Solving the cybersecurity skills gap is difficult – but as an industry, we have a responsibility to educate the next generation who grew up with technology that wasn’t necessarily designed for security!
In July, Cisco partnered with the Texas Advanced Computing Center (TACC), to host a cybersecurity summer camp for twenty-four diverse high school students on the University of Texas campus. The program introduced them to what cybersecurity means to their daily lives and could mean for their professional futures.
A year in the planning, this five-day-four-night experience brought together learning and skills development in multiple domains that these students will need to conquer when becoming part of tomorrow’s cybersecurity workforce: technology foundations, cybersecurity concepts, and career development—even including how and why to use LinkedIn.
Security can be an intimidating subject for most outside of the field; even more so for teens who have little context for the subject matter. So it was important for our curriculum to convey concepts in interesting ways – like using pop culture! For example, we found that the movie Ant-Man and the Wasp, which the students saw as part of their week with us, also made for a great exercise in threat modeling. Students identified assets, risks and consequences before finally evaluating the likelihood of each threat based on the villian’s abilities. They had fun, and we could see it was an impactful lesson as they created personal threat models later in the week.
We also wanted the student experience to combine traditional camp activities with some fun aspects of the industry culture, such as the phenomenon known as “Badgelife.” Badgelife involves the creation of unofficial electronic badges embedded with interactive puzzles; it’s particularly widespread at DEF CON, one of the largest hacker conferences. Thanks to the dedication of my colleague Greg Franson, Badgelife came to our camp! Despite the limited components – a microcontroller, three multi-color LEDs, and capacitive touch buttons – we were able to create five different games that were entertaining and educational at the same time. For example, one taught the concept of brute-forcing a password while another demonstrated how different colored lights mix together.
Other curriculum content was presented through peer discussions and computer lab experiences, tailored to accommodate different learning styles and levels. Much of the lab work was completed on Raspberry Pi computers, which the students took home to extend their learning after the camp. To help set the students up for success, we gave them professional headshots for their LinkedIn profiles and brought in local college representatives to assist with admissions and cybersecurity class selection.
We also had a capstone entrepreneurial project in which teams of three students created a cybersecurity business solution to a problem of their choosing under the guidance of an industry mentor. The variety and depth of the projects presented (in professional slideshow form!) to the audience of fifty people, including the review panel, demonstrated really impressive achievement across the board.
It was very personally rewarding for me to drive this project for Cisco over the past year. To see the enthusiasm build over the week as the students became more confident in their cybersecurity abilities was energizing.

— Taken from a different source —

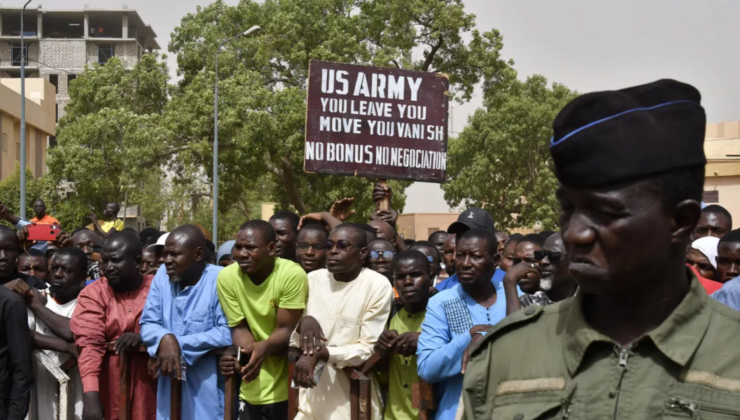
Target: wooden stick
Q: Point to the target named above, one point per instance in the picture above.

Now, I’m more passionate than ever about educating young people in this field. Solutions in cybersecurity benefit from creativity, and that’s something young people have in abundance. It’s important to associate their imaginations and creative ideas with security issues before they get into a highly-structured STEM classroom situation that will box their thinking. That way, they can combine these two different kinds of skills and apply them to cybersecurity problem-solving.
From the response we got, this experience was a big win for the student attendees, and also for Cisco. The highly experienced Education and Outreach team from TACC was a great partner in this venture. I’m also very grateful to the Security & Trust Organization’s SVP Greg Akers, and to all the contributing business units (Sales, Advanced and Technical Services, Corporate Social Responsibility) for their financial sponsorship of this initiative. It was a great way to combine Cisco’s commitment to giving back with seeding the ground for our future interns and recruits.